Send “dummy” messages that are thrown away by all receiving nodes in lieu of faulty messages. In this way network traffic is not varied, but all the work is performed by the transmitting node. This requires no middleware at “small” receiver nodes, but does require clever allocation of message priorities to permit interleaving dummy message priorities with real message priorities.

The current state of the work is that initial middleware software is operating under the QNX real-time operating system with CAN hardware. Simulation and analytic modeling will be used to determine appropriate failure scenarios to inject so as to be representative of failure rates experienced in a large deployed fleet. Ultimately, faults will be injected on an operating automated vehicle to characterize system robustness and recommend changes to control algorithms, if necessary, to achieve required system-level safety goals.

This work is sponsored by ONR contract N00014-96-1-0202, and by USDOT under Cooperative Agreement Number DTFH61-94-X-00001 as part of the National Automated Highway System Consortium (NAHSC).

References

[1] Villemeur, A., Reliability, Availability, Maintainability and Safety Assessment, John Wiley & Sons, 1992 (pg. 533).

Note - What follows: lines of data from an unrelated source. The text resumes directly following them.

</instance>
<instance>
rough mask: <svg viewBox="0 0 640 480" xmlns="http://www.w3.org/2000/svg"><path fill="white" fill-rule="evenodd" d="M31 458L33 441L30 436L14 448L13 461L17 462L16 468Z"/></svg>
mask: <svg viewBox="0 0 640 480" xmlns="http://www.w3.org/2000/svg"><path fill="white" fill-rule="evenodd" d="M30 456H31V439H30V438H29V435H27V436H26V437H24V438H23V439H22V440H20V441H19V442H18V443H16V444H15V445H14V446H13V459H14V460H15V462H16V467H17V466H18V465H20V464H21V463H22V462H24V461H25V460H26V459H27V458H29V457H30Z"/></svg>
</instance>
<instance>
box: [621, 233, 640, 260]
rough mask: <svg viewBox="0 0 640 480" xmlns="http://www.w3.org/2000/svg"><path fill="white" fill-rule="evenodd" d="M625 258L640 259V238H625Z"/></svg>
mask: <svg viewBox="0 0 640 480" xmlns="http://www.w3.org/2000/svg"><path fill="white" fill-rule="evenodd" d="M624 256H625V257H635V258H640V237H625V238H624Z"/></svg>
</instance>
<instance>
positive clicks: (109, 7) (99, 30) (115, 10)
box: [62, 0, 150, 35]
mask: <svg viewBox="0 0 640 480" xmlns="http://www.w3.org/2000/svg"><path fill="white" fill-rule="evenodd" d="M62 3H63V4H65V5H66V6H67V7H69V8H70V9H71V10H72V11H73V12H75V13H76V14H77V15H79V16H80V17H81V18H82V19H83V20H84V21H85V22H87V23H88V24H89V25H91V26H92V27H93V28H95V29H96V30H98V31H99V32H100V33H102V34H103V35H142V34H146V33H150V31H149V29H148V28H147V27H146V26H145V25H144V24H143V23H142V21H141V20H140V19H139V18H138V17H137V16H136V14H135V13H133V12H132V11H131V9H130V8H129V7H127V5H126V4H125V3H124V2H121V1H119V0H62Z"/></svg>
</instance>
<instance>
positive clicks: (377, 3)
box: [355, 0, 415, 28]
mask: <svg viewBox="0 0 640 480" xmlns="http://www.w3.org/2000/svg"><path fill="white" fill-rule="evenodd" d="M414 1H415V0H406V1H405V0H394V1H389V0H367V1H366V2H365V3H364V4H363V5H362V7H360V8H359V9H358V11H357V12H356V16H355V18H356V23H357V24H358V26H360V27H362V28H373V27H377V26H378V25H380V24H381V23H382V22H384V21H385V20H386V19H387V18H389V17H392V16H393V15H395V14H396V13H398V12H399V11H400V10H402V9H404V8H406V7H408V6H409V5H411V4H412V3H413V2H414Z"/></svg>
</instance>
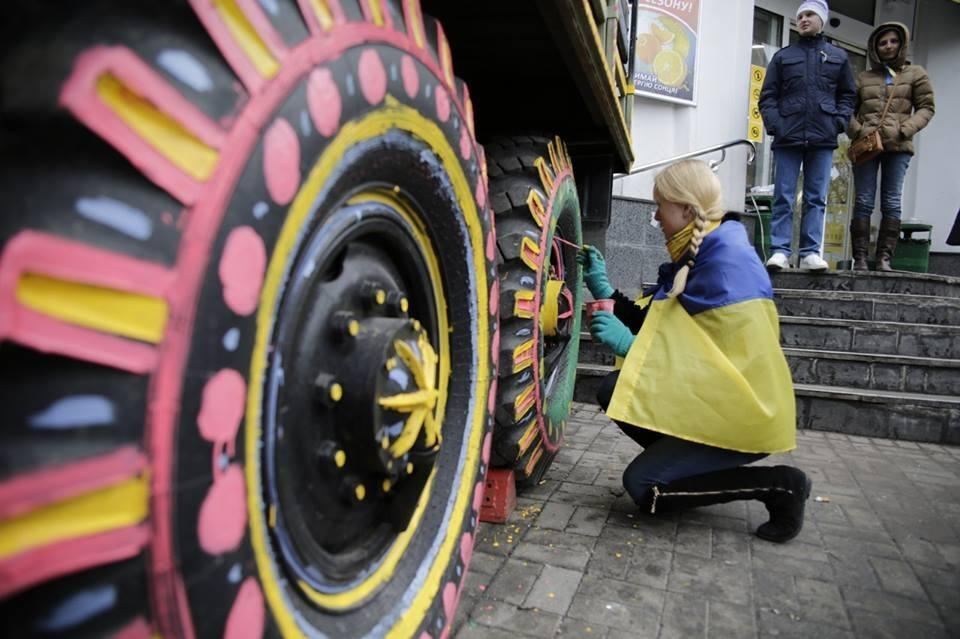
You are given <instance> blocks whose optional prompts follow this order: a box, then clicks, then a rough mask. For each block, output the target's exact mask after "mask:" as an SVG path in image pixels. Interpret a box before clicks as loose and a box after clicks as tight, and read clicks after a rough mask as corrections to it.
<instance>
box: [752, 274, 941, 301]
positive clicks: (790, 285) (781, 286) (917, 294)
mask: <svg viewBox="0 0 960 639" xmlns="http://www.w3.org/2000/svg"><path fill="white" fill-rule="evenodd" d="M771 279H772V280H773V285H774V287H776V288H790V289H806V290H815V291H856V292H873V293H902V294H908V295H927V296H936V297H948V298H954V299H957V298H960V278H957V277H949V276H946V275H929V274H921V273H905V272H894V273H877V272H874V271H871V272H868V273H854V272H853V271H834V272H829V273H821V274H815V273H810V272H809V271H797V270H793V271H781V272H779V273H775V274H774V275H773V276H772V278H771Z"/></svg>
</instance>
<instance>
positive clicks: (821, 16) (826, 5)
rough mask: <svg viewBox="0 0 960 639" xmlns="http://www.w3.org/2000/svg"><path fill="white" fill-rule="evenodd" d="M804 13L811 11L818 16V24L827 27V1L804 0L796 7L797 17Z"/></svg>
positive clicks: (818, 0) (823, 0) (821, 0)
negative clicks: (826, 25) (804, 12)
mask: <svg viewBox="0 0 960 639" xmlns="http://www.w3.org/2000/svg"><path fill="white" fill-rule="evenodd" d="M804 11H813V12H814V13H815V14H817V15H818V16H820V22H822V23H823V25H824V26H826V25H827V17H828V16H829V15H830V9H829V8H827V0H805V1H804V2H801V3H800V6H799V7H797V15H798V16H799V15H800V14H801V13H803V12H804Z"/></svg>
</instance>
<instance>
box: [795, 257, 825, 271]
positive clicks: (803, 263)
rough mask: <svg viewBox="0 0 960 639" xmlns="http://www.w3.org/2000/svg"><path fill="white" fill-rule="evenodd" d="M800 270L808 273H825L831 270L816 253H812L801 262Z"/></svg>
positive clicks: (824, 261)
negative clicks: (810, 271)
mask: <svg viewBox="0 0 960 639" xmlns="http://www.w3.org/2000/svg"><path fill="white" fill-rule="evenodd" d="M800 268H802V269H804V270H806V271H825V270H827V269H828V268H830V265H829V264H827V263H826V261H824V259H823V258H822V257H820V256H819V255H817V254H816V253H811V254H810V255H804V256H803V259H801V260H800Z"/></svg>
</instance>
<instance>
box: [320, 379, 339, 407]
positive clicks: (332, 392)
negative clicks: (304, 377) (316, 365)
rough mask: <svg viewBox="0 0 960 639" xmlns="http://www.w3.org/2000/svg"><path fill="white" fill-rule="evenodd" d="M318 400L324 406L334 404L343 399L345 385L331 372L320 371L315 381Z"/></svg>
mask: <svg viewBox="0 0 960 639" xmlns="http://www.w3.org/2000/svg"><path fill="white" fill-rule="evenodd" d="M313 387H314V389H316V397H317V400H318V401H319V402H320V403H321V404H323V405H324V406H328V407H330V406H333V405H334V404H336V403H337V402H339V401H340V400H341V399H343V386H341V385H340V383H339V382H337V379H336V377H334V376H333V375H331V374H330V373H320V374H319V375H317V378H316V379H315V380H314V381H313Z"/></svg>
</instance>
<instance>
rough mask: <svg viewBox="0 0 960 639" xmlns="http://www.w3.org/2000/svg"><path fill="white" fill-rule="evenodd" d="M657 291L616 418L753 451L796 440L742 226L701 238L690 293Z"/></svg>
mask: <svg viewBox="0 0 960 639" xmlns="http://www.w3.org/2000/svg"><path fill="white" fill-rule="evenodd" d="M667 266H668V268H666V269H662V273H661V277H660V282H659V288H658V289H657V291H656V292H655V293H654V295H653V299H652V301H651V302H650V308H649V310H648V312H647V316H646V319H645V320H644V322H643V326H642V327H641V329H640V332H639V333H638V334H637V337H636V339H634V341H633V345H632V346H631V348H630V352H629V353H627V356H626V358H625V359H624V362H623V368H622V369H621V371H620V378H619V380H618V382H617V387H616V389H615V391H614V393H613V398H612V399H611V402H610V406H609V407H608V408H607V415H608V416H609V417H610V418H611V419H615V420H617V421H619V422H624V423H627V424H633V425H635V426H640V427H642V428H646V429H648V430H654V431H657V432H661V433H665V434H667V435H672V436H674V437H679V438H681V439H686V440H690V441H695V442H699V443H702V444H708V445H710V446H717V447H720V448H727V449H731V450H738V451H743V452H750V453H777V452H784V451H788V450H792V449H793V448H795V447H796V405H795V401H794V396H793V382H792V380H791V377H790V369H789V367H788V366H787V361H786V358H785V357H784V356H783V351H782V350H781V348H780V322H779V318H778V316H777V309H776V307H775V306H774V303H773V288H772V287H771V284H770V277H769V276H768V275H767V272H766V270H765V269H764V268H763V265H762V264H761V263H760V260H759V259H758V258H757V256H756V253H755V252H754V250H753V247H751V246H750V244H749V243H748V242H747V237H746V233H745V232H744V228H743V226H742V225H741V224H739V223H737V222H726V223H724V224H721V225H720V226H719V227H718V228H717V229H716V230H714V231H713V232H711V233H709V234H708V235H707V236H706V237H704V238H703V243H702V244H701V246H700V251H699V254H698V255H697V259H696V262H695V263H694V266H693V268H692V269H691V271H690V274H689V277H688V280H687V286H686V290H685V291H684V292H683V293H681V294H680V295H679V296H678V297H677V298H674V299H670V298H668V297H667V292H668V291H669V289H670V287H671V285H672V280H673V272H674V271H675V267H676V265H667Z"/></svg>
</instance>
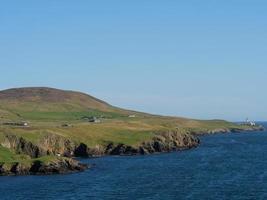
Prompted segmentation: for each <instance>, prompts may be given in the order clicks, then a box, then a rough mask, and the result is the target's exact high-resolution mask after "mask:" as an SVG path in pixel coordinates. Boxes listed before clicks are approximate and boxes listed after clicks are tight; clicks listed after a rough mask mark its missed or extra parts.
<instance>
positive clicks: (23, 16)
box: [0, 0, 267, 121]
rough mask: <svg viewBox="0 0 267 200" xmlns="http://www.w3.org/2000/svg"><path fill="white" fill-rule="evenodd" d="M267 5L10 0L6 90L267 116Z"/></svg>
mask: <svg viewBox="0 0 267 200" xmlns="http://www.w3.org/2000/svg"><path fill="white" fill-rule="evenodd" d="M266 10H267V2H266V1H264V0H262V1H260V0H250V1H248V0H231V1H230V0H220V1H219V0H218V1H216V0H201V1H200V0H184V1H176V0H166V1H165V0H164V1H163V0H135V1H125V0H120V1H118V0H112V1H111V0H105V1H104V0H97V1H90V0H77V1H76V0H75V1H73V0H43V1H36V0H31V1H30V0H23V1H22V0H17V1H14V0H6V1H5V0H2V1H1V5H0V89H6V88H11V87H23V86H49V87H56V88H62V89H72V90H79V91H83V92H86V93H90V94H92V95H94V96H96V97H98V98H101V99H104V100H106V101H108V102H109V103H111V104H113V105H116V106H121V107H126V108H131V109H136V110H142V111H146V112H152V113H158V114H166V115H177V116H185V117H192V118H201V119H213V118H223V119H228V120H234V121H235V120H243V119H244V118H246V117H249V118H251V119H255V120H267V94H266V85H267V78H266V75H267V55H266V53H267V12H266Z"/></svg>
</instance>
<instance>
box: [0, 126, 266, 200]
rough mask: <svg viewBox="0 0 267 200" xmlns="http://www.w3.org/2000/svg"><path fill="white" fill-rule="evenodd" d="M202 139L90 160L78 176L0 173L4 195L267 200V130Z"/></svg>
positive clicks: (4, 195)
mask: <svg viewBox="0 0 267 200" xmlns="http://www.w3.org/2000/svg"><path fill="white" fill-rule="evenodd" d="M265 125H267V124H265ZM201 141H202V144H201V145H200V147H199V148H197V149H193V150H189V151H183V152H177V153H170V154H161V155H153V156H136V157H105V158H99V159H88V160H84V162H86V163H90V164H95V166H94V167H93V168H92V169H91V170H88V171H86V172H83V173H78V174H71V175H63V176H62V175H56V176H24V177H0V199H1V200H2V199H3V200H6V199H8V200H19V199H114V200H119V199H168V200H169V199H205V200H208V199H219V200H221V199H227V200H228V199H242V200H243V199H257V200H258V199H267V132H255V133H242V134H241V133H238V134H218V135H214V136H204V137H202V138H201Z"/></svg>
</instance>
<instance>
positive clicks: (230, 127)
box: [0, 87, 262, 175]
mask: <svg viewBox="0 0 267 200" xmlns="http://www.w3.org/2000/svg"><path fill="white" fill-rule="evenodd" d="M261 129H262V127H261V126H257V125H251V124H242V125H239V124H235V123H231V122H227V121H224V120H194V119H186V118H181V117H168V116H159V115H151V114H147V113H142V112H137V111H130V110H126V109H121V108H118V107H114V106H112V105H110V104H108V103H106V102H104V101H102V100H99V99H97V98H95V97H92V96H90V95H87V94H84V93H80V92H75V91H64V90H59V89H53V88H46V87H32V88H15V89H8V90H4V91H0V175H28V174H56V173H68V172H75V171H82V170H85V169H87V168H88V166H86V165H84V164H81V163H79V162H78V161H76V160H75V159H74V158H75V157H88V158H89V157H96V156H104V155H128V156H129V155H138V154H139V155H146V154H152V153H160V152H171V151H177V150H183V149H190V148H193V147H197V146H198V145H199V143H200V140H199V138H198V135H202V134H214V133H218V132H224V133H227V132H241V131H254V130H261Z"/></svg>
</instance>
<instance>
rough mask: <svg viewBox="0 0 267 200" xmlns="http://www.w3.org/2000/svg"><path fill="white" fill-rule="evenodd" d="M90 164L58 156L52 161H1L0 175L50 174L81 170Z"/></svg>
mask: <svg viewBox="0 0 267 200" xmlns="http://www.w3.org/2000/svg"><path fill="white" fill-rule="evenodd" d="M87 168H88V166H86V165H84V164H81V163H79V162H78V161H76V160H73V159H69V158H57V159H53V160H52V161H50V162H41V161H38V160H36V161H33V162H31V163H27V162H25V163H24V162H20V163H19V162H14V163H0V175H38V174H39V175H48V174H65V173H71V172H79V171H83V170H85V169H87Z"/></svg>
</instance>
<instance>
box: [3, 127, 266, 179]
mask: <svg viewBox="0 0 267 200" xmlns="http://www.w3.org/2000/svg"><path fill="white" fill-rule="evenodd" d="M263 130H264V127H261V126H257V127H248V128H243V129H240V128H239V129H238V128H233V129H227V128H225V129H224V128H221V129H214V130H211V131H208V132H190V133H180V132H179V131H178V130H170V131H165V132H160V133H157V134H155V136H154V137H153V138H152V139H151V140H149V141H144V142H143V143H141V144H139V145H136V146H131V145H126V144H114V143H109V144H107V145H97V146H95V147H93V148H90V147H88V146H87V145H86V144H84V143H80V144H75V143H74V142H72V141H70V140H67V139H65V138H63V137H61V136H58V135H53V134H51V135H46V136H45V137H44V138H42V139H41V140H40V141H39V142H38V144H33V143H32V142H30V141H27V140H25V139H24V138H22V137H18V136H16V135H12V134H6V135H5V140H4V142H2V143H1V144H0V145H2V146H3V147H6V148H9V149H11V150H13V151H15V152H16V153H17V154H26V155H28V156H30V157H31V158H32V159H34V160H35V159H36V161H33V162H32V163H29V164H25V163H24V162H23V163H18V162H14V163H1V162H0V176H1V175H2V176H3V175H48V174H65V173H72V172H80V171H84V170H86V169H88V166H87V165H84V164H82V163H80V162H78V161H76V160H74V159H72V157H73V156H75V157H86V158H90V157H101V156H108V155H120V156H133V155H149V154H154V153H164V152H172V151H179V150H185V149H191V148H195V147H198V146H199V144H200V139H199V137H198V136H201V135H206V134H216V133H236V132H245V131H263ZM58 154H60V155H61V156H65V157H61V156H58V157H56V155H58ZM47 155H52V156H55V159H53V160H52V161H51V162H46V163H45V162H41V161H38V158H40V157H42V156H47Z"/></svg>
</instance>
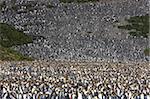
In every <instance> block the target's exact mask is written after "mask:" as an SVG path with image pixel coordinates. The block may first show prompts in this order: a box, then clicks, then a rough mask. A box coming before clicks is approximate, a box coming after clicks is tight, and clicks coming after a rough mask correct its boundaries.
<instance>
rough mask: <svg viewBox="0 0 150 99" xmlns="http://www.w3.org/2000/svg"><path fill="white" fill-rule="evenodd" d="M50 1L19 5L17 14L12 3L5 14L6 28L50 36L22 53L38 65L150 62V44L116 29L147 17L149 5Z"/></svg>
mask: <svg viewBox="0 0 150 99" xmlns="http://www.w3.org/2000/svg"><path fill="white" fill-rule="evenodd" d="M49 1H51V3H47V2H48V1H47V0H46V1H43V0H42V1H40V0H35V1H34V0H33V1H30V0H16V3H15V4H14V5H16V9H15V10H13V9H11V6H12V5H11V2H10V0H6V4H7V7H6V8H5V9H2V10H3V12H0V21H1V22H5V23H8V24H13V25H14V26H15V27H16V28H18V29H21V30H23V31H24V32H25V33H27V34H30V35H40V36H44V38H41V39H38V40H35V41H34V43H33V44H28V45H23V46H18V47H16V50H19V51H20V52H22V53H23V54H27V55H29V56H32V57H35V58H38V59H77V60H78V59H81V60H83V59H85V60H91V59H93V60H96V59H107V58H108V59H114V60H123V61H126V60H127V61H131V60H142V61H143V60H145V55H144V53H143V50H144V49H145V48H146V47H147V46H148V39H145V38H142V37H140V38H137V37H131V36H129V35H128V34H127V33H126V31H123V30H119V29H118V28H116V27H114V24H115V22H116V21H121V20H122V19H124V18H128V17H130V16H136V15H139V16H141V15H145V14H147V13H148V11H149V3H148V0H123V1H122V0H108V2H103V0H102V1H101V0H100V1H99V2H91V3H60V2H59V0H49ZM9 2H10V3H9ZM48 4H49V6H50V5H51V4H52V7H50V8H49V7H47V6H48ZM14 5H13V6H14ZM13 8H15V7H13Z"/></svg>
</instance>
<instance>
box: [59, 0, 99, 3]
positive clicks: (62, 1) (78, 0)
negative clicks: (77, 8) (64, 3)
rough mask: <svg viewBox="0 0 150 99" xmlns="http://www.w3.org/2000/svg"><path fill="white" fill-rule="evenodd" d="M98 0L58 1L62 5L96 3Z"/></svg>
mask: <svg viewBox="0 0 150 99" xmlns="http://www.w3.org/2000/svg"><path fill="white" fill-rule="evenodd" d="M97 1H99V0H60V2H62V3H72V2H75V3H86V2H97Z"/></svg>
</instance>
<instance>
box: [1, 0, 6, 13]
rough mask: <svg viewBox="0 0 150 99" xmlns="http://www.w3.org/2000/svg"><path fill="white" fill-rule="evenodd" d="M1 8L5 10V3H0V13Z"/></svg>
mask: <svg viewBox="0 0 150 99" xmlns="http://www.w3.org/2000/svg"><path fill="white" fill-rule="evenodd" d="M3 8H6V3H5V1H2V2H1V3H0V11H1V10H2V9H3Z"/></svg>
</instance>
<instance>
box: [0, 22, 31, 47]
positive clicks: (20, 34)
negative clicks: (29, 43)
mask: <svg viewBox="0 0 150 99" xmlns="http://www.w3.org/2000/svg"><path fill="white" fill-rule="evenodd" d="M27 43H32V37H30V36H28V35H26V34H24V33H23V32H22V31H19V30H16V29H15V28H14V27H13V26H11V25H8V24H5V23H0V45H1V46H3V47H12V46H15V45H22V44H27Z"/></svg>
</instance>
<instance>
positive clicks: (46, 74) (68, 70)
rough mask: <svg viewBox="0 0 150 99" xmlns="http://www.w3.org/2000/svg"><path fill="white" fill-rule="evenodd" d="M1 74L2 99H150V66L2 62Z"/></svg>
mask: <svg viewBox="0 0 150 99" xmlns="http://www.w3.org/2000/svg"><path fill="white" fill-rule="evenodd" d="M0 72H1V73H0V99H150V67H149V66H148V63H146V62H144V63H141V62H140V63H138V62H130V63H128V64H127V63H122V62H120V63H118V62H109V61H101V62H96V63H94V62H68V61H65V62H62V61H41V60H36V61H33V62H1V63H0Z"/></svg>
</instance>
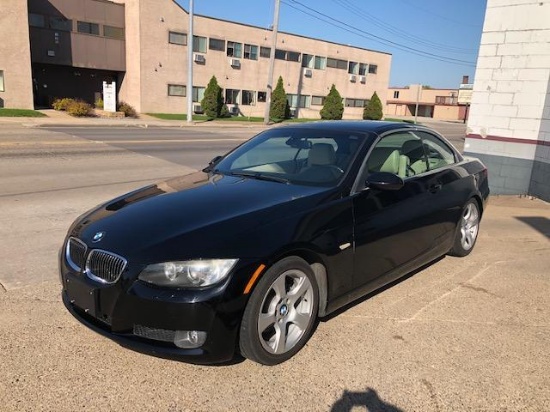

[2] U.S. Bureau of Transportation Statistics, Airline Traffic Statistics spreadsheet, http://nasdac.faa.gov/bts/btsfrm41.xls accessed April 10, 1998.

[3] U.S. Department of Transportation, NHTSA, Traffic Safety Facts 1996, http://www.nhtsa.dot.gov/people/ncsa/Overvu96.pdf, accessed April 10, 1998

[4] Stott, D., Ries, G., Hsueh, M. & Iyer, R., “Dependability analysis of a high-speed network using software-implemented fault injection and simulated fault injection,” IEEE Trans. Computers, 47 (1) 108-119, January 1998.

[5] Dawson, S., Jahanian, F., Mitton, T. & Tung, T., “Testing of fault-tolerant and real-time distributed systems via protocol fault injection,” FTCS ‘96, pp. 404-414.